Pułapki w organizacji skutecznego zebrania zespołu
J: W czym tkwi największy problem?
Psycholog biznesu: Osoby, które organizują takie zebrania pracowników (najczęściej menedżerowie) nie wiedzą, jak mają sobie poradzić z procesami grupowymi. Nie ma tutaj znaczenia, co jest celem spotkania - problemy pojawiają się zawsze, kiedy spotyka się grupa, wzajemnie zhierarchizowanych, ludzi o różnych interesach.
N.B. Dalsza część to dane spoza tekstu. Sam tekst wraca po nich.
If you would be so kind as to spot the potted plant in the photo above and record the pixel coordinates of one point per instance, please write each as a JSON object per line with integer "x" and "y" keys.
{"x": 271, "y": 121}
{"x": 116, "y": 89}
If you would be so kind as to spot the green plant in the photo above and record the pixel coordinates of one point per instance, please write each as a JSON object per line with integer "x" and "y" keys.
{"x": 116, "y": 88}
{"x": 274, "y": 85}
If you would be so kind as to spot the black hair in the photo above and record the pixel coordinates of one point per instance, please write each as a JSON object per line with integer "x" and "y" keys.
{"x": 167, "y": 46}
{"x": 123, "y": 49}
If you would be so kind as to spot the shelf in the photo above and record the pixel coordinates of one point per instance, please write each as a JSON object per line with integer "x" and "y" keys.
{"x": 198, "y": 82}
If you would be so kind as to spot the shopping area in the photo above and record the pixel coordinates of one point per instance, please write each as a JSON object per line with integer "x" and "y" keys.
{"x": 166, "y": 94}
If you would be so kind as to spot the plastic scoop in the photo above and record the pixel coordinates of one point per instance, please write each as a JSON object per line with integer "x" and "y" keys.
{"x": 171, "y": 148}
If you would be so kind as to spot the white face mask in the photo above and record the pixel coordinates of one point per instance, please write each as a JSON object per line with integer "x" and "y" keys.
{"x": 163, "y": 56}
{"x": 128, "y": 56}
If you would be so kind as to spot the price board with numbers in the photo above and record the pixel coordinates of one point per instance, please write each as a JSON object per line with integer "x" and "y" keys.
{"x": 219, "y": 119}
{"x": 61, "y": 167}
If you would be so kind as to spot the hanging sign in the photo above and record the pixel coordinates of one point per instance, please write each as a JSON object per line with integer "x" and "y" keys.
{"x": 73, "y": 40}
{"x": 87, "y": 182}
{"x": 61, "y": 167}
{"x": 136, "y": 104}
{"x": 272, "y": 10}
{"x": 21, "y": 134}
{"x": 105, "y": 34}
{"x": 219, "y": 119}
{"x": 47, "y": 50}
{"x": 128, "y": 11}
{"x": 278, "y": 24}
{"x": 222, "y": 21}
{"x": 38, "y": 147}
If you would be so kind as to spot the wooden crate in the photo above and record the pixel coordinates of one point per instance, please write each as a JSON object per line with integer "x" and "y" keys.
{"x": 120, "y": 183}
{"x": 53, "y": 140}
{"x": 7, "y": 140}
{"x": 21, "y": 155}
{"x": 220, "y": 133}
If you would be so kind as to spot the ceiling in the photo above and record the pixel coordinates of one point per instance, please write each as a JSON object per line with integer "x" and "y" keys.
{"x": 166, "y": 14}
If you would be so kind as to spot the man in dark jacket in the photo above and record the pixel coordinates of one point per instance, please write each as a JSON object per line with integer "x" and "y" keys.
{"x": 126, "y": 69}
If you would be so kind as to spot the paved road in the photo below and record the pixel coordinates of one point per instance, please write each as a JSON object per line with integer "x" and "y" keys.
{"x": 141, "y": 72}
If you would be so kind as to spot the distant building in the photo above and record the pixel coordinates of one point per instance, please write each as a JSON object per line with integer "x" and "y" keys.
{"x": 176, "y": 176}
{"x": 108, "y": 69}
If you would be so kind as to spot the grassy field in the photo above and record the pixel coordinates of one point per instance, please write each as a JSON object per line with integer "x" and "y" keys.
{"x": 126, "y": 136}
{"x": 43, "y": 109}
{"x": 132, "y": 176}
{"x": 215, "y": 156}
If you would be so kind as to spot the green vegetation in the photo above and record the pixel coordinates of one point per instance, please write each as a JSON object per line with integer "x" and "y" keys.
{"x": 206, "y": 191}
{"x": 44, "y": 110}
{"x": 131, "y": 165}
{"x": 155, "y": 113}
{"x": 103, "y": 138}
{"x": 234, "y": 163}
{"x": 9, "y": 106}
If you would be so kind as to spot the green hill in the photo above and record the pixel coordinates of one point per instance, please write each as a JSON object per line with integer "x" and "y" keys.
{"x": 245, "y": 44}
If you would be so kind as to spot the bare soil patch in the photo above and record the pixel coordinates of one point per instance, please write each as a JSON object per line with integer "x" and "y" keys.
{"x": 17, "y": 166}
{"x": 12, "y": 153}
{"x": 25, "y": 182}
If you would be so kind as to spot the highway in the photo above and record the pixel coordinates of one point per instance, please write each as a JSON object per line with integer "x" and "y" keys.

A gdy na sali dodatkowo znajduje się szef zespołu, od którego wiele zależy, to te dwa czynniki momentalnie zaczynają wpływać na to, co myślą i jak zachowują się ludzie. Na porządku dziennym jest to, że nie komunikują na tych spotkaniach szczerze i otwarcie. Nie wiedzą, w jaki sposób przedstawić swoje zdanie. Często kieruje nimi lęk – antycypują możliwe scenariusze swoich wypowiedzi lub ich następstw w niekorzystnym świetle. Pracownicy spodziewają się, że kiedy powiedzą coś, co może być źle przyjęte przez przełożonego, bądź lidera emocjonalnego grupy – czyli osoby, która jest bardzo ekspresyjna, często zabiera głos i definiuje myślenie innych ludzi o jakiejś sprawie – to wypowiedź ta może spotkać się z różnego rodzaju negatywnymi konsekwencjami. Nie muszę więc chyba mówić, że konformizm, a czasami zwykła, zapobiegawcza bierność i milczenie na wszelki wypadek – to wszystko jest na porządku dziennym.
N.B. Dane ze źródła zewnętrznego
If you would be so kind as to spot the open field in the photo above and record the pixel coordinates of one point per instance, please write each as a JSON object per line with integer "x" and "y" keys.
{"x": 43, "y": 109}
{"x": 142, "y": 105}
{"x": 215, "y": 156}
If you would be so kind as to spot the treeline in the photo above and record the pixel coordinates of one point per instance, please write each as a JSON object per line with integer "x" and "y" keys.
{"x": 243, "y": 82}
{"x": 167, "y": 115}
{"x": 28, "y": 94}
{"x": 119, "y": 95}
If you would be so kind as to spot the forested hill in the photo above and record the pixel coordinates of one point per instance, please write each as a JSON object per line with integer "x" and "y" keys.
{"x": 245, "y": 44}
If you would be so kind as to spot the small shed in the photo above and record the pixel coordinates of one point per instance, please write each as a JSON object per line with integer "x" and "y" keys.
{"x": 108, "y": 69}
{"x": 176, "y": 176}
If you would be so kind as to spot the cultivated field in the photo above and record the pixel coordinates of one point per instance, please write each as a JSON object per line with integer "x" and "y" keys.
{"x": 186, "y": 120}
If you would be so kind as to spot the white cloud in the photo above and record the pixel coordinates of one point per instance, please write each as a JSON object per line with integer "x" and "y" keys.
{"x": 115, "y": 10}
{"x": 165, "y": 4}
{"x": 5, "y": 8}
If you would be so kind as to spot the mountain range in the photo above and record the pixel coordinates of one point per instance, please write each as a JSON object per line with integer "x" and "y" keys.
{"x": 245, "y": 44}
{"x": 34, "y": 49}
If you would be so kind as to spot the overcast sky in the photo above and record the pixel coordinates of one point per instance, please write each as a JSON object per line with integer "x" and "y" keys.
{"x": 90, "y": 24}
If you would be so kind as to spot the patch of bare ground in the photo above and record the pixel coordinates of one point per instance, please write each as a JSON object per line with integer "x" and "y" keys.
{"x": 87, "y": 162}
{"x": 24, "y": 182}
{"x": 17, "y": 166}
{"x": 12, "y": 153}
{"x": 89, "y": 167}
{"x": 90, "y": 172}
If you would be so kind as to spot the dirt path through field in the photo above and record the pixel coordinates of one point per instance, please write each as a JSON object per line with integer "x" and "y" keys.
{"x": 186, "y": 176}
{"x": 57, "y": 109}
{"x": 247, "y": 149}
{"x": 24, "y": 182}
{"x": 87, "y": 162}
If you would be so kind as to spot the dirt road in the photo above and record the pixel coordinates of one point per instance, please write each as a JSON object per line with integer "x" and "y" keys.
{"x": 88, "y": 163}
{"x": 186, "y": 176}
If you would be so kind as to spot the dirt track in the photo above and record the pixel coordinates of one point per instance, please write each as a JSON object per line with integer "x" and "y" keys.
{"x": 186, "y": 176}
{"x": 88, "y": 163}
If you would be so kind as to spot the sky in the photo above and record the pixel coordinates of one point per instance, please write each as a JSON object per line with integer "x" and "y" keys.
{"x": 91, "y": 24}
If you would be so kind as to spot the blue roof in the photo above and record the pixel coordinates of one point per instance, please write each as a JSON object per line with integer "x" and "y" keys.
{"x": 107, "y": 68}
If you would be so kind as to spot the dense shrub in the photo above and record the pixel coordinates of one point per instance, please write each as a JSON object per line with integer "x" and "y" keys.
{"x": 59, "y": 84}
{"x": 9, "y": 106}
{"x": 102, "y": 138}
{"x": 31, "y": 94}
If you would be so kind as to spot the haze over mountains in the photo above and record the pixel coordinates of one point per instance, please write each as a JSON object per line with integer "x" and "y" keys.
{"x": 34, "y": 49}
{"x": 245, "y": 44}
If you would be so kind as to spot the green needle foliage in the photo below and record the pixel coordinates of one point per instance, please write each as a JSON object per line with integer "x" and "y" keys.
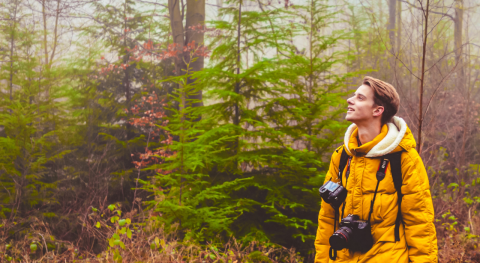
{"x": 254, "y": 172}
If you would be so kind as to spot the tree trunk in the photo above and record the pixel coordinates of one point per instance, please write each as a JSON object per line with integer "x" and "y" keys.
{"x": 392, "y": 6}
{"x": 55, "y": 34}
{"x": 399, "y": 26}
{"x": 458, "y": 41}
{"x": 45, "y": 31}
{"x": 195, "y": 18}
{"x": 422, "y": 79}
{"x": 176, "y": 24}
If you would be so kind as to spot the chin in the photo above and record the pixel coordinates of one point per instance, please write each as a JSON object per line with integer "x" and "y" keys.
{"x": 350, "y": 119}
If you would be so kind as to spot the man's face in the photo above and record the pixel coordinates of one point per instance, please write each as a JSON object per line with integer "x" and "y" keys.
{"x": 361, "y": 106}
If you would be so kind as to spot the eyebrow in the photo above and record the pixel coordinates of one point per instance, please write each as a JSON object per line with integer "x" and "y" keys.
{"x": 359, "y": 94}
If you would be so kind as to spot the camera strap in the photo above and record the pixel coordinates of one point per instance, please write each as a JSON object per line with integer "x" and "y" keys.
{"x": 347, "y": 173}
{"x": 382, "y": 170}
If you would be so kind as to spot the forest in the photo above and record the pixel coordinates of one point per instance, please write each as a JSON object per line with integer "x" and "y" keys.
{"x": 200, "y": 131}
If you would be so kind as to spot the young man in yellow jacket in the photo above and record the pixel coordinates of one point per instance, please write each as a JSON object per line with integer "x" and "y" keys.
{"x": 374, "y": 133}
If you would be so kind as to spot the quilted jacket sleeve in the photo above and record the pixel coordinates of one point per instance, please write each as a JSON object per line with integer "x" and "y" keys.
{"x": 326, "y": 215}
{"x": 417, "y": 210}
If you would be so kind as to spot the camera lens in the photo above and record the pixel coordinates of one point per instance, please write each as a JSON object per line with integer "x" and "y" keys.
{"x": 339, "y": 240}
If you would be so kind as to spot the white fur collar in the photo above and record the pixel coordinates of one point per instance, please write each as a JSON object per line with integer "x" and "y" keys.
{"x": 396, "y": 131}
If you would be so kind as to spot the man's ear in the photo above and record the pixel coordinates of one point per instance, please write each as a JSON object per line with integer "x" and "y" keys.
{"x": 378, "y": 111}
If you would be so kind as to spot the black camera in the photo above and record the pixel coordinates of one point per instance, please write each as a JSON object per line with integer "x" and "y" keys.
{"x": 354, "y": 234}
{"x": 333, "y": 194}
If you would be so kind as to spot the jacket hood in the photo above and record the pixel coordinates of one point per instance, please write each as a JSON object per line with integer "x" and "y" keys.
{"x": 394, "y": 136}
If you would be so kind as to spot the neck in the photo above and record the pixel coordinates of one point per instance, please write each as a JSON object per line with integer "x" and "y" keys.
{"x": 368, "y": 131}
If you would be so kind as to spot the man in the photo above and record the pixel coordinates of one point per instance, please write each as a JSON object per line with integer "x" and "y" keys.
{"x": 374, "y": 133}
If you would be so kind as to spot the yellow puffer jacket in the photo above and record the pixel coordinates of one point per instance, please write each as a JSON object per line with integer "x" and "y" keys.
{"x": 418, "y": 240}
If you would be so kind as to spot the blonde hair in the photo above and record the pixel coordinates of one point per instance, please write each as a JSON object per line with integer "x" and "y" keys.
{"x": 385, "y": 96}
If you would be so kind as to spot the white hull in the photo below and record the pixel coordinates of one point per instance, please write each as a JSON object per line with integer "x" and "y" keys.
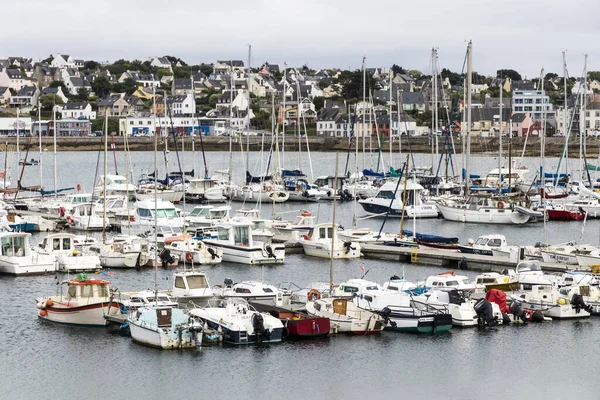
{"x": 483, "y": 216}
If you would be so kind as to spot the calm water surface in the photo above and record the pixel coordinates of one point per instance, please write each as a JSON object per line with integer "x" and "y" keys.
{"x": 42, "y": 360}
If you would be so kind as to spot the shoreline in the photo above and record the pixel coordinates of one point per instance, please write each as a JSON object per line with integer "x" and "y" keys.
{"x": 479, "y": 145}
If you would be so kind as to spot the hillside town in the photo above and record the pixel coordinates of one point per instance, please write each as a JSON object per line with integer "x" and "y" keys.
{"x": 165, "y": 95}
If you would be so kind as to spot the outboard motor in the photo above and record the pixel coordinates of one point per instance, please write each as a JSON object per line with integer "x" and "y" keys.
{"x": 212, "y": 252}
{"x": 485, "y": 314}
{"x": 166, "y": 257}
{"x": 258, "y": 323}
{"x": 348, "y": 247}
{"x": 270, "y": 251}
{"x": 577, "y": 303}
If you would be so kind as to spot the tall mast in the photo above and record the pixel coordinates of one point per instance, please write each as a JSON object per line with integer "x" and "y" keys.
{"x": 469, "y": 77}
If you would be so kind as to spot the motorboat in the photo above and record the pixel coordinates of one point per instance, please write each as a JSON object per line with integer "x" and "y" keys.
{"x": 401, "y": 313}
{"x": 191, "y": 286}
{"x": 165, "y": 328}
{"x": 236, "y": 241}
{"x": 115, "y": 185}
{"x": 67, "y": 258}
{"x": 17, "y": 257}
{"x": 482, "y": 209}
{"x": 246, "y": 290}
{"x": 323, "y": 241}
{"x": 551, "y": 303}
{"x": 239, "y": 323}
{"x": 484, "y": 245}
{"x": 195, "y": 252}
{"x": 148, "y": 298}
{"x": 397, "y": 199}
{"x": 87, "y": 217}
{"x": 204, "y": 190}
{"x": 345, "y": 316}
{"x": 145, "y": 215}
{"x": 86, "y": 302}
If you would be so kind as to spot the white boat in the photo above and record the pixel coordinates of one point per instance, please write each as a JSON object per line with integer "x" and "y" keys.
{"x": 551, "y": 303}
{"x": 87, "y": 217}
{"x": 195, "y": 252}
{"x": 165, "y": 328}
{"x": 17, "y": 257}
{"x": 191, "y": 286}
{"x": 483, "y": 210}
{"x": 239, "y": 323}
{"x": 61, "y": 247}
{"x": 238, "y": 246}
{"x": 318, "y": 243}
{"x": 115, "y": 185}
{"x": 401, "y": 312}
{"x": 382, "y": 202}
{"x": 246, "y": 290}
{"x": 142, "y": 217}
{"x": 204, "y": 190}
{"x": 86, "y": 302}
{"x": 345, "y": 316}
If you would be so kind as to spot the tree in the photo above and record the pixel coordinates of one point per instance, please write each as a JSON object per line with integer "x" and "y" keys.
{"x": 82, "y": 94}
{"x": 398, "y": 70}
{"x": 90, "y": 65}
{"x": 101, "y": 86}
{"x": 48, "y": 101}
{"x": 511, "y": 73}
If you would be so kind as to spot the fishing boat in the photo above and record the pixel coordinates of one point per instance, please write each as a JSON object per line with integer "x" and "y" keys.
{"x": 480, "y": 209}
{"x": 484, "y": 245}
{"x": 296, "y": 325}
{"x": 393, "y": 199}
{"x": 236, "y": 241}
{"x": 323, "y": 241}
{"x": 17, "y": 257}
{"x": 62, "y": 247}
{"x": 195, "y": 252}
{"x": 239, "y": 323}
{"x": 86, "y": 303}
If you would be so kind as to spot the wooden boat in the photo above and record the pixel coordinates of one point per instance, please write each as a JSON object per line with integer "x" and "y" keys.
{"x": 297, "y": 325}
Mądry szef, mający świadomość pewnych rzeczy wie, jak przeciwdziałać takiemu procesowi, jednak niestety nie są to rzeczy, które można w prosty sposób wypracować doświadczeniem. Aby je poznać i odpowiednio zdiagnozować, trzeba otrzymać popartą badaniami, użyteczną wiedzę z obszaru psychologii naszego funkcjonowania w grupie - dlatego zapraszam na szkolenie.
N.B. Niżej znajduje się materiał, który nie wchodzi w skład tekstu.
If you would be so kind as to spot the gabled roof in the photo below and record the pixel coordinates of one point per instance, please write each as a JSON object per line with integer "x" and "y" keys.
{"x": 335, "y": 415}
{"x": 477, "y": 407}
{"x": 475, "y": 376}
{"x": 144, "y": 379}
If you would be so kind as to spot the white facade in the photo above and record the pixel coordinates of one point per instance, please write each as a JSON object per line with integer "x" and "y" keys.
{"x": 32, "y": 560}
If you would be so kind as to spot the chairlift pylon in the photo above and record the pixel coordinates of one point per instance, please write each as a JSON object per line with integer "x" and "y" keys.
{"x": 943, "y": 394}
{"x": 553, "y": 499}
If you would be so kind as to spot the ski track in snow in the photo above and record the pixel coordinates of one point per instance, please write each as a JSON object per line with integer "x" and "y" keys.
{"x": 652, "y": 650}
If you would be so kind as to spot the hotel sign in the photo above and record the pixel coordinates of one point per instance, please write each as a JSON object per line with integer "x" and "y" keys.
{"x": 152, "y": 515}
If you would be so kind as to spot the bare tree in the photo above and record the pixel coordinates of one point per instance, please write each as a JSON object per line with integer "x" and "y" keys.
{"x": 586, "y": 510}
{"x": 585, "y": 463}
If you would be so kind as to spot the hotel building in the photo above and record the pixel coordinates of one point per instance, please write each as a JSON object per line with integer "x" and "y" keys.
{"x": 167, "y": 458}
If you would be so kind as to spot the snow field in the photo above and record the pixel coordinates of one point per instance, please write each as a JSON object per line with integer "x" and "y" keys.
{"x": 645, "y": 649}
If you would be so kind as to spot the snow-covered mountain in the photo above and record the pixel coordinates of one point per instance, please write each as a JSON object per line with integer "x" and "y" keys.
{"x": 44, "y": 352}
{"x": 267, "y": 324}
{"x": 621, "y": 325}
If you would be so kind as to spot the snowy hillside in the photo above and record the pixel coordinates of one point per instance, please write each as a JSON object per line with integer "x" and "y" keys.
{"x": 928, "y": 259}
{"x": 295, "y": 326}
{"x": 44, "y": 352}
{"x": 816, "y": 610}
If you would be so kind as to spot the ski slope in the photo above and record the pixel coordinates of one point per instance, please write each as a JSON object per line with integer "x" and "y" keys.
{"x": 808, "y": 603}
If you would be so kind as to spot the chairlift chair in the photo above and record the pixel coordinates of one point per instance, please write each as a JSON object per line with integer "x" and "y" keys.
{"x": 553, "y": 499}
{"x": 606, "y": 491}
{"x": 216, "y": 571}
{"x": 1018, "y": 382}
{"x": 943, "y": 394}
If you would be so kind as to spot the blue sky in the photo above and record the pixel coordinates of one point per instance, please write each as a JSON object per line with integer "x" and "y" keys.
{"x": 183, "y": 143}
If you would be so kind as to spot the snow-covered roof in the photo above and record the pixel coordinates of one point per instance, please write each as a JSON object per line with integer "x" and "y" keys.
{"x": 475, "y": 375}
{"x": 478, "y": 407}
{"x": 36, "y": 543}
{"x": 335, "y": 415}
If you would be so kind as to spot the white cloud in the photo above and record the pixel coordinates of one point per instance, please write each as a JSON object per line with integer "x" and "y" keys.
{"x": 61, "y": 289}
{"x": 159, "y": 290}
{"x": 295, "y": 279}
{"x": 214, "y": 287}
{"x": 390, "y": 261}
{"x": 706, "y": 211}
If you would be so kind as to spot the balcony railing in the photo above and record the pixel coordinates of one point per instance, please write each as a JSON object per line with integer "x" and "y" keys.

J: Czy są jeszcze jakieś psychologiczne pułapki, w które wpadają ludzie, podczas spotkań zespołów?
Psycholog biznesu: Jest ich naprawdę mnóstwo! Nie chciałabym zdradzać wszystkich, ale powiem kilka słów o zjawisku rozmytej odpowiedzialności, bo to bardzo ciekawe i ważne zagadnienie. Pracujemy w zespole, próbując wspólnie osiągnąć jakiś wynik, jednak okazuje się, że jest zaledwie kilka osób, które się udzielają, realizując większość działań za innych członków zespołu. Pozostali widząc, że można się bezkarnie nie angażować, momentalnie to wykorzystują.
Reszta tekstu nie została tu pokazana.